Journal of Management Studies. July 2008, 45(5)

Six & Sorge provide a mixed-method comparison of two Dutch consultancies ( engineering and HR) to isolate the effect of 'trust enhancement policies' (employed by the latter). There's plenty of data and charts to chew on, with trust enhancement policies the winner on the day ('InnovAction' anyone?). Relational Signalling Theory gets by, but misses ability as a building-block of trust.

Telemig's senior management wield corporate identity as a political resource in Rodrigues & Child. The means and successes of various identities are presented (nice table), and conflicts are outlined. A model is offered (average diagram). End result: there's political meat on those bland interpretative 'identity' bones. Well yeah.

Ringberg & Reinhlen take on knowledge transmission, bringing in the mind ('positivists' and 'constructionists' are in for a thrashing; both might be surprised to know how wedded they are to stable, history-free semantics). Mind and culture get the flow-chart treatment, giving us a spread of transfer types with a suggested management focus on the cognition of receivers, levels of collaboration and information 'types'. Knowledge theories often need 'more brain' but for others in the area this is sure to irk.
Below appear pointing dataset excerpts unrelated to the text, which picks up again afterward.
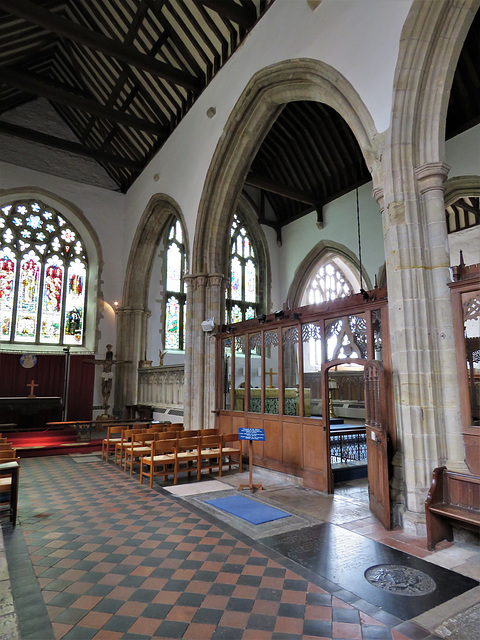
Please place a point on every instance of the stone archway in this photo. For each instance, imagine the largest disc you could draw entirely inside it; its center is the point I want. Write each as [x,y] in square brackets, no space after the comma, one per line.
[257,108]
[423,350]
[133,314]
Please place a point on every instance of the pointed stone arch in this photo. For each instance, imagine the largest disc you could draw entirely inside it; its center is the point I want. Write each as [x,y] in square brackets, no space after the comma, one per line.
[416,247]
[132,316]
[253,115]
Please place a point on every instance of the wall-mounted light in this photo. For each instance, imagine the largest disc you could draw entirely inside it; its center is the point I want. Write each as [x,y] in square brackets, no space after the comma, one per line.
[208,324]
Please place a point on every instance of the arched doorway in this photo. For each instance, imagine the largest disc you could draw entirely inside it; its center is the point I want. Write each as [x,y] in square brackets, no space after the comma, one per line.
[369,374]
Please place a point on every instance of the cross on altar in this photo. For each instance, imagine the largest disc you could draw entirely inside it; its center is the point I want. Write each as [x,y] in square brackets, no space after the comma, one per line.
[270,373]
[32,385]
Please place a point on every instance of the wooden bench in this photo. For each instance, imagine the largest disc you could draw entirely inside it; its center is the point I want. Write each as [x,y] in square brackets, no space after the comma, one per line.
[452,496]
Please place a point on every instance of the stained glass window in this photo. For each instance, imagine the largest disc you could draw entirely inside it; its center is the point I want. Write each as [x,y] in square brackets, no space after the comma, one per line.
[43,272]
[242,298]
[175,305]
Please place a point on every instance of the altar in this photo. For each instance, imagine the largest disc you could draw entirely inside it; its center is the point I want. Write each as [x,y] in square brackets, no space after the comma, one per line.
[291,401]
[30,412]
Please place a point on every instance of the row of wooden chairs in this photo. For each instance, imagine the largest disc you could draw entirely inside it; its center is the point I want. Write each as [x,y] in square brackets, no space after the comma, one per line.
[206,452]
[7,454]
[115,435]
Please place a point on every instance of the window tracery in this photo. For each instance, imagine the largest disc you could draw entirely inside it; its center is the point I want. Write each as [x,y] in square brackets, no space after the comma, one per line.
[176,289]
[242,294]
[43,274]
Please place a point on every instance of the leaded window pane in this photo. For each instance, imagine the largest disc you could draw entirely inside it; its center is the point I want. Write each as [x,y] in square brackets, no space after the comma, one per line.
[75,303]
[51,318]
[39,248]
[8,269]
[174,268]
[27,300]
[172,333]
International entry-mode choice, real option theory and transaction cost economics (.pdf) are getting well off the sociological. And Brouthers, Brouthers & Werner are all about it. Another Dutch org under the microscope.

Lee & Park let things get pretty numerical pretty quick. International alliances are encouraged by 'international' senior management, especially when the choices get dicey.

Jansen & co. have a fine-tuner based on surveys from a financial services firm (Dutch again): organizational ambidexterity (new stuff in both old and new areas) thrives on vision. It is indifferent to integration, and team performance-pay helps.

Stoelhorst wraps up with 'Why is management not an evolutionary science?' - a six book review essay. This is the broader interest piece in the issue. Quick way there: good idea with a tricky history; offers good tools, but how 'evolutionary' are they? Read this one.